Profile photo of ChrisGloucester
Member

Why is it that the default solution to problems like this is to slap a fine on the offending party?
In reality the value of the fine always ends up coming from us the public at large. The offending company just increases prices to whoever (usually us) to pay this fine.
So at the end of the day the victim ends up indirectly paying the fine. How is that helping anything?
The only way is to make those who actually manage these cockups personally responsible, and they should personally pay the fine.

Then it might actually do some good.
Think of the managers of energy supply companies and banks who could have been personally been stung, proper justice and much to the delight of us all.

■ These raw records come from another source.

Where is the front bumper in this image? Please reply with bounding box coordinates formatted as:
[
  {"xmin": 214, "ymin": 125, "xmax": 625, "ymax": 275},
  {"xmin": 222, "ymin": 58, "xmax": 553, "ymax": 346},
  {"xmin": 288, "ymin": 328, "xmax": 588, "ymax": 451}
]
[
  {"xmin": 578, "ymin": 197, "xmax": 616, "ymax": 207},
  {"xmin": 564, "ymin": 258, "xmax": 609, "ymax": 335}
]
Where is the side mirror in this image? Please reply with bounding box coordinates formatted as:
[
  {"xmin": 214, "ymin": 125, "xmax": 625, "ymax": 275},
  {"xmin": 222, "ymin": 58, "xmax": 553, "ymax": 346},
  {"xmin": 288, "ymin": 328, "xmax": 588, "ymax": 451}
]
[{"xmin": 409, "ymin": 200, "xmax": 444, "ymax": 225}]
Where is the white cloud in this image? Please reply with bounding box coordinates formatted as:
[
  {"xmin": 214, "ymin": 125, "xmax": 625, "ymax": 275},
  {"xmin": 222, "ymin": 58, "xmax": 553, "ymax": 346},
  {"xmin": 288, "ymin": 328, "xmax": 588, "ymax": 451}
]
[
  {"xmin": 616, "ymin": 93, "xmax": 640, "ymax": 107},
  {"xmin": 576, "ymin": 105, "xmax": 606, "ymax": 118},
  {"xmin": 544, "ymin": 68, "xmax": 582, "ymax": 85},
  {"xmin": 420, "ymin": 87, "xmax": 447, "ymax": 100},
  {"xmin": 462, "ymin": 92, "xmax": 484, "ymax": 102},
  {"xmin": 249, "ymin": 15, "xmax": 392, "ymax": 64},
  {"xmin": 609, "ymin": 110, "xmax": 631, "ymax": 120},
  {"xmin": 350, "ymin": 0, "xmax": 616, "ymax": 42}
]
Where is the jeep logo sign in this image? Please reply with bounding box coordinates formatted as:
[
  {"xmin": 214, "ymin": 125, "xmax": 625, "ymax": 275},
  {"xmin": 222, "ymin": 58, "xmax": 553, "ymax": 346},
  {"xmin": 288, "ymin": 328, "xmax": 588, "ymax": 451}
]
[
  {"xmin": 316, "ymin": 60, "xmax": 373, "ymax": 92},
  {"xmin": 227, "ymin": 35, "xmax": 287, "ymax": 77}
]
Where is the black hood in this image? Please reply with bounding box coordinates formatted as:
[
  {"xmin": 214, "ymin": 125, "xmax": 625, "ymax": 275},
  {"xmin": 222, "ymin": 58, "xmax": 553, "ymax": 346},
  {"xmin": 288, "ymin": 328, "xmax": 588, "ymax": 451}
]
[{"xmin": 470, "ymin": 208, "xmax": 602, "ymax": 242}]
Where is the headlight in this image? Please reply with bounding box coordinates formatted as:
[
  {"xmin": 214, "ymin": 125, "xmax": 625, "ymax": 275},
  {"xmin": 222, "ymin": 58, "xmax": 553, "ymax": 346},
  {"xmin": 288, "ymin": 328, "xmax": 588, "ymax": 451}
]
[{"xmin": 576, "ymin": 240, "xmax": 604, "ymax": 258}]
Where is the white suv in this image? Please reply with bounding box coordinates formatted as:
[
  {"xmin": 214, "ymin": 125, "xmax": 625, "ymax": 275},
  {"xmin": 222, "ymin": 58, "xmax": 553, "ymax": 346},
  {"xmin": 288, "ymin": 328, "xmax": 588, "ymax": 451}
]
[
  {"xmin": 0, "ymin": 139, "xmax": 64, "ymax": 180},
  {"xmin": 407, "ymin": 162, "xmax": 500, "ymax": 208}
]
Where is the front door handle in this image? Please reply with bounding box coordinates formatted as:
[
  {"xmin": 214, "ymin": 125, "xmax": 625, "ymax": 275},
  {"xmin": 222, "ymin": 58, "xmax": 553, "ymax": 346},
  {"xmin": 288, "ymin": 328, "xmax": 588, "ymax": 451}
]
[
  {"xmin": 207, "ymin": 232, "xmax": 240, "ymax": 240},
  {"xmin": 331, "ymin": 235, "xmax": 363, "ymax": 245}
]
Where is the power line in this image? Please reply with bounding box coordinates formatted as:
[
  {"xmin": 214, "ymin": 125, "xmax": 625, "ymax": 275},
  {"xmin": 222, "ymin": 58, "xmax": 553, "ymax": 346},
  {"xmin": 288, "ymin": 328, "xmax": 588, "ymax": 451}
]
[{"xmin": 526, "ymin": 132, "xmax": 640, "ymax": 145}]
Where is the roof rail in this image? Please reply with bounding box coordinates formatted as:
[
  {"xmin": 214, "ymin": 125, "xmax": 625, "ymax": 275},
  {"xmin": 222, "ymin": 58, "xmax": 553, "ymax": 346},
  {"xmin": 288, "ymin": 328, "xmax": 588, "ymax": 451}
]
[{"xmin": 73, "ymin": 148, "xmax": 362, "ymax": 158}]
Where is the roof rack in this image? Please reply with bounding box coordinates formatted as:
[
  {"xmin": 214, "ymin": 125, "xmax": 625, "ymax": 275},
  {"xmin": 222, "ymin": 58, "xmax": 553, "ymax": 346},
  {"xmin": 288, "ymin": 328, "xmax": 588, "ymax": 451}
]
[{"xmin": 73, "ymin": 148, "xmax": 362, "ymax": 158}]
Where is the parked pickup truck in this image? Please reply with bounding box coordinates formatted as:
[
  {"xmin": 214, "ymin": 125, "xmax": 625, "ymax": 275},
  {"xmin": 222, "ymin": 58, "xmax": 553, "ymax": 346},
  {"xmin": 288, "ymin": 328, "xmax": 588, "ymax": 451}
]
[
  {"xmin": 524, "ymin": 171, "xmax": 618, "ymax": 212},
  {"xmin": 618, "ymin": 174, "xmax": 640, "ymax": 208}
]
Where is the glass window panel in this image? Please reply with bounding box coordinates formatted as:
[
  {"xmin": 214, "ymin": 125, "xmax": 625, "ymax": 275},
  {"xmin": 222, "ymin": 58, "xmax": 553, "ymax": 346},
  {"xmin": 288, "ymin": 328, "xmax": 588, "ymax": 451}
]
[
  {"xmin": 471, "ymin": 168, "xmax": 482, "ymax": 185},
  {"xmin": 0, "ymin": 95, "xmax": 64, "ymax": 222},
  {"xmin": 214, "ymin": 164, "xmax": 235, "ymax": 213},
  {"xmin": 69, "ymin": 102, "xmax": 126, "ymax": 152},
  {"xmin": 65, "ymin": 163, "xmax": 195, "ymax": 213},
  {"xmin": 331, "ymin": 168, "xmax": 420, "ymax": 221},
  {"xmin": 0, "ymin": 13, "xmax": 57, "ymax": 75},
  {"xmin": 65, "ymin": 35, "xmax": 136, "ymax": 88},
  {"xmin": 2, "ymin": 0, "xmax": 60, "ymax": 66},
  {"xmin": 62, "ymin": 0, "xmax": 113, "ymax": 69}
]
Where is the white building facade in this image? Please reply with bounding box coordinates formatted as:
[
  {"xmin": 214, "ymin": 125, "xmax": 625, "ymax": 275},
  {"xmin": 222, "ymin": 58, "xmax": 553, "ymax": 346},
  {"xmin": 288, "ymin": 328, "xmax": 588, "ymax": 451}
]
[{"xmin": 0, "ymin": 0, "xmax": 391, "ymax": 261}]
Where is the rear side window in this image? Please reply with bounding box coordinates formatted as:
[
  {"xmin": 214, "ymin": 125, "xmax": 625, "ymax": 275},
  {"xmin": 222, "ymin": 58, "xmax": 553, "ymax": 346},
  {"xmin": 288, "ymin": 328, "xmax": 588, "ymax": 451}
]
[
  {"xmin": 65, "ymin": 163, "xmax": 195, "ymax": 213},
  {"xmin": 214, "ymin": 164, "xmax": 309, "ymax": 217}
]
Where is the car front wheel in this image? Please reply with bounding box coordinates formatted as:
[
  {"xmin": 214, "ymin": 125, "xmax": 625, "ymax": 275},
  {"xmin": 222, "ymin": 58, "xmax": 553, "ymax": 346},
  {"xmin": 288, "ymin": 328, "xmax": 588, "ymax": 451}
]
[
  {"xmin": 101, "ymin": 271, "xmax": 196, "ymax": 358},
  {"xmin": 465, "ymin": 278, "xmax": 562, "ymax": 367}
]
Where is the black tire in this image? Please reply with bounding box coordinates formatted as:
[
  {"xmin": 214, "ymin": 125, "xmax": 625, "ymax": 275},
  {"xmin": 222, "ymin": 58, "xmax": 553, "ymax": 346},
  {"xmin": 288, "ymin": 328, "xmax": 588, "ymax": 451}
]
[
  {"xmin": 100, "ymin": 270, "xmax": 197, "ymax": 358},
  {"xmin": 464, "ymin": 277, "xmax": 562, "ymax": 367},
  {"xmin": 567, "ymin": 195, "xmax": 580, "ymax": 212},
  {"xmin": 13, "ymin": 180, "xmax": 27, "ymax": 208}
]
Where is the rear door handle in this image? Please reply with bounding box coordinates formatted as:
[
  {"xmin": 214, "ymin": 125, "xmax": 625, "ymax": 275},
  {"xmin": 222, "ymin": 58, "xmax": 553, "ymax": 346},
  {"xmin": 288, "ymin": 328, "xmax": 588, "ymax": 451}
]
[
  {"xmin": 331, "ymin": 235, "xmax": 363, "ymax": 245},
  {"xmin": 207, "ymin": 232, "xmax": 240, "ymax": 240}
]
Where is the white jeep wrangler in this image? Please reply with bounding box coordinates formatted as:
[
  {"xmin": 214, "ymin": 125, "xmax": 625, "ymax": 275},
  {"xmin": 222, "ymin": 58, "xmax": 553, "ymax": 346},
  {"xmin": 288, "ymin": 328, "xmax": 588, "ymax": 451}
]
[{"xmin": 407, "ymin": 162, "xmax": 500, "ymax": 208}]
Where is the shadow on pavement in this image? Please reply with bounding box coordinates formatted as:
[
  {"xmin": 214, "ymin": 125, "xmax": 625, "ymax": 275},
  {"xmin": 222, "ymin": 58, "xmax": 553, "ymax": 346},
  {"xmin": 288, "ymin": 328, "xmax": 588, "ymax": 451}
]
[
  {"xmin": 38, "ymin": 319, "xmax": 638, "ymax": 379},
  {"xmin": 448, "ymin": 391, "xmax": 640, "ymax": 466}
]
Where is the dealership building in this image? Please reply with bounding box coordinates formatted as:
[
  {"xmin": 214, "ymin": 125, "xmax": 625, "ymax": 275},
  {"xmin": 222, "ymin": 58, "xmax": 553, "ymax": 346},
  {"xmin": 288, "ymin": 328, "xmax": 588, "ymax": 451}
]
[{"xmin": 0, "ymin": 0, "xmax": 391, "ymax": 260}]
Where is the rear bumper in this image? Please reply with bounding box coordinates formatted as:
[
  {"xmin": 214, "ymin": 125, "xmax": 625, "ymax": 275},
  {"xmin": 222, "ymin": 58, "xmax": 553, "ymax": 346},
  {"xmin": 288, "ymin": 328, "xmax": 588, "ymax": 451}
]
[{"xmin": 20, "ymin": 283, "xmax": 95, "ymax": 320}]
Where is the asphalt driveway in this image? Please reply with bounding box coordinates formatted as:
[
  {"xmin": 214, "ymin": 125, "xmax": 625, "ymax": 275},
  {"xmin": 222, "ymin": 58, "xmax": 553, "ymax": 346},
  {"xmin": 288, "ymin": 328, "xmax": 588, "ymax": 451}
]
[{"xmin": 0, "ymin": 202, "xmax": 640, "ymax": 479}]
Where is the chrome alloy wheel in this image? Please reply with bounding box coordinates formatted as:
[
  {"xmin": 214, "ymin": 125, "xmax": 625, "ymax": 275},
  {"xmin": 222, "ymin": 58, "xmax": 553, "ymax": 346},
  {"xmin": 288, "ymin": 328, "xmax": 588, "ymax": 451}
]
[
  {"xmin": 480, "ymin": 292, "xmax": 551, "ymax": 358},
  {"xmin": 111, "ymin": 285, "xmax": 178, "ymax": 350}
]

Profile photo of beehive03
Member

Surely the importnat thing is to ensure roadwaorks are completed in the shortest possible time. To do that then utilitiy companies should have to pay for the road they are closing at a goodly rate depending on the amont of traffic inconvenienced. If time was costly then maybe it would pay them to get on wiht the job. Seing roadwoarks with nobody evenm on site is not good enoutgh. Staring work at 9 or 9.30, stoppinhg for lunch and tea breaks, then going off the job at 4 pm is not good enough. Traffic interuptions cost us all in many ways so if the utilities have to pass on the costs so be it we all pay one way or another and congsetion is very expensive.

Member
Andy McIntyre says:
2 December 2015

All non-emergency road-works should, at least, be STARTED at night-time. Then come morning, if the holes/trenches cannot be safely bridged with temporary thick-steel panels due to their size, then by all means continue with them during the day.